LA MALADIE coronarienne stable est avant tout une maladie vasculaire, conséquence de la formation de plaques athéromateuses dans la paroi artérielle. Plusieurs études ont démontré que la fréquence cardiaque (FC) au repos est plus un facteur qu’un marqueur de risque. Son augmentation est, pour le Pr Bonnet, impliquée à trois niveaux de la maladie coronaire, et l’effet anti-athérogène recherché avec son ralentissement pharmacologique est prioritaire, même plus important que l’effet myocardique du point de vue du coronarographiste. On peut en attendre une amélioration du pronostic dans le sens de prévention de l’évolution de la pathologie artérielle.

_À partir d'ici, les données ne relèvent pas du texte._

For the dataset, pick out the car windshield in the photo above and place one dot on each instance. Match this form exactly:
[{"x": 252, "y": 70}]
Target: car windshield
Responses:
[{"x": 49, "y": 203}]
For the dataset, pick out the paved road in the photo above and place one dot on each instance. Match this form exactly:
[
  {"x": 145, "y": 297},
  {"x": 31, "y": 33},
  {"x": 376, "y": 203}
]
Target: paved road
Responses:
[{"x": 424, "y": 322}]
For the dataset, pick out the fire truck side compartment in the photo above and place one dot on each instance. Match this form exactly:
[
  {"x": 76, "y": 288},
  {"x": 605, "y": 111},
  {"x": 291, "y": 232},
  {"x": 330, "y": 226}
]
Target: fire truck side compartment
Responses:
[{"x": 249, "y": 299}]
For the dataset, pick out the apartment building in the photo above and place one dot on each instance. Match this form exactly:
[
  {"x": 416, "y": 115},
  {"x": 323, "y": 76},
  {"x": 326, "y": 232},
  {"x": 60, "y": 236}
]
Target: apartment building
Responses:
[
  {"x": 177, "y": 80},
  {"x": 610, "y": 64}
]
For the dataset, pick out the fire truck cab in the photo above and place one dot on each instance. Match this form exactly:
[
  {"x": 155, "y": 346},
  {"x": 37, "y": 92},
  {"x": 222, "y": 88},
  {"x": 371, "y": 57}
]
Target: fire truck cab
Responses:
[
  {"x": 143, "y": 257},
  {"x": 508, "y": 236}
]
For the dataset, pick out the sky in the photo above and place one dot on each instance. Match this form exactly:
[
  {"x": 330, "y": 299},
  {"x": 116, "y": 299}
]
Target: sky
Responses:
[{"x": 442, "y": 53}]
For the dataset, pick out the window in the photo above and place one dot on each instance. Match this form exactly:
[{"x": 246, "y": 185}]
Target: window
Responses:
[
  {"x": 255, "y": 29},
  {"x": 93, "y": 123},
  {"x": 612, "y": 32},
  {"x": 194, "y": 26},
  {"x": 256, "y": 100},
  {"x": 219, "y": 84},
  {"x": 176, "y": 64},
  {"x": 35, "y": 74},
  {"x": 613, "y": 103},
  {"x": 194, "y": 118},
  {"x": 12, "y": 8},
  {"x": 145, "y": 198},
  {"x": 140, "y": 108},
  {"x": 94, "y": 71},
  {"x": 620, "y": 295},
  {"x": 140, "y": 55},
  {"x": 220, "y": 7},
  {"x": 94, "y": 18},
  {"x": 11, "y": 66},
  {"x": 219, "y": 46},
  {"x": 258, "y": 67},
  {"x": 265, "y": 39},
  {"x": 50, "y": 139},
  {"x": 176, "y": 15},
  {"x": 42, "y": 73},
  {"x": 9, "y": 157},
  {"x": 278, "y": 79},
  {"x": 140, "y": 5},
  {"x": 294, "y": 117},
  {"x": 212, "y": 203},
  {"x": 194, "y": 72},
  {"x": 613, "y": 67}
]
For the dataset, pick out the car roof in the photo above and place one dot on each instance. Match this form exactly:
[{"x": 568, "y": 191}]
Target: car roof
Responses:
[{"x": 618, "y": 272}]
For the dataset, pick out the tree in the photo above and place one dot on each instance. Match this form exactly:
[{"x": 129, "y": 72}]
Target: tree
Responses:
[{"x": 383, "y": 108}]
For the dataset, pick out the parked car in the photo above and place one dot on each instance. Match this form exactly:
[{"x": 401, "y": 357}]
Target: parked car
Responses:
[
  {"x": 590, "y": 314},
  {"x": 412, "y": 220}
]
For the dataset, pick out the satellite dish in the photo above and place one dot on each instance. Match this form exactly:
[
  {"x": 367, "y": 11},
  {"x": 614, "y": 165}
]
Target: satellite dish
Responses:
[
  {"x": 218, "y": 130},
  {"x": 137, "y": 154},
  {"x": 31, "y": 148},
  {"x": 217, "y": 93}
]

La diminution de la durée de la diastole par une FC élevée augmente le temps d’exposition de l’endothélium à des forces de cisaillement [endothelial shear stress (ESS)] basses et leur impact sur le développement et la progression de la plaque d’athérome (1). Depuis PREDICTION, première grande étude à avoir démontré chez l’homme l’importance de l’hémodynamique dans la maladie coronaire (2), ces ESS basses apparaissent comme un paramètre supplémentaire à ajouter aux facteurs prédictifs déjà connus de rupture de la plaque d’athérome (volume, sténose, fragilité). Les études animales ont déjà montré qu’elles augmentent la vulnérabilité des plaques de part leur effet direct sur l’endothélium, impliquant des mécanismes de stimulation des facteurs promoteurs d’instabilité de la plaque (capture du LDL-cholestérol, stress oxydatif etc…) et de sa thrombogénicité, ainsi que l’inhibition de facteurs protecteurs (libération de NO, synthèses de la matrice extracellulaire et de la chape fibreuse).
On sait d’autre part qu’une lésion coronaire stable est une cicatrice d’une lésion instable ancienne. Or on dispose de résultats montrant l’effet délétère d’une augmentation de FC sur la survenue d’infarctus du myocarde (IDM), avec une relation causale entre FC et risque d’accident vasculaire coronaire indépendamment d’un effet sur le myocarde (3).
Le troisième élément, à ne pas sous estimer dans l’évolution de la maladie coronaire est le rôle de l’inflammation, avec son action sur la dysfonction endothéliale. L’étude prospective LURIC, qui porte sur plus de 3000 patients tous stables, a mis en évidence en 2012 un effet synergique délétère des FC et score inflammatoire élevés ; avec, pour les patients présentant les deux, un risque multiplié par huit d’accident coronaire et décès cardiovasculaire, aggravé par la pré-existence d’une lésion coronaire importante (X 10).
Côté traitements, on pourrait espérer que le fait de rallonger la diastole ait un effet athéro-protecteur. Mais les bêta-bloquants ne vont pas améliorer le pronostic de la maladie coronaire bien que bradychardisants pour certains d’entre eux, une idée renforcée par le registre REACH. L’ivabradine, premier représentant de la nouvelle classe thérapeutique des inhibiteurs du courant If, ne fait pas mieux en dehors d’une analyse post-hoc de BEAUTIFUL qui montre qu’elle diminue le risque d’IDM en réduisant la FC dans un sous-groupe présentant initialement un angor limitant (4) ; à garder en mémoire, sans cependant en tirer des conclusions définitives.
D’après la présentation « Ralentir la fréquence cardiaque dans la maladie coronaire : pourquoi, comment ? » du Pr Jean-Louis Bonnet, chef du service Cardiologie, maladies coronaires, Hôpital de la Timone, Marseille, lors d’un atelier débat de Biopharma / Servier Médical tenu dans le cadre du Printemps de la Cardiologie, vendredi 19 avril 2013, Marseille.
(1) Wentzel JJ et al. Endothelial shear stress in the evolution of coronary atherosclerotic plaque and vascular remodelling: current understanding and remaining questions. Cardiovasc Res. 2012 Nov 1;96(2):234-43.
(2) Stone PH et al. Prediction of progression of coronary artery disease and clinical outcomes using vascular profiling of endothelial shear stress and arterial plaque characteristics: the PREDICTION Study. Circulation. 2012 Jul 10;126(2):172-81.
(3) Fox K et al. Resting heart in cardiovascular disease. J Am Coll Cardiol. 2007 Aug 28;50(9):823-30.
(4) Fox K et al., on behalf of the BEAUTIFUL investigators. Relationship between ivabradine treatment and cardiovascular outcome in patients with stable coronary artery disease and left ventricular systolic dysfunction with limiting angina : A subgroup analysis of the randomized, controlled BEAUTIFUL trial. Eur Heart J 2009;19:2337-45.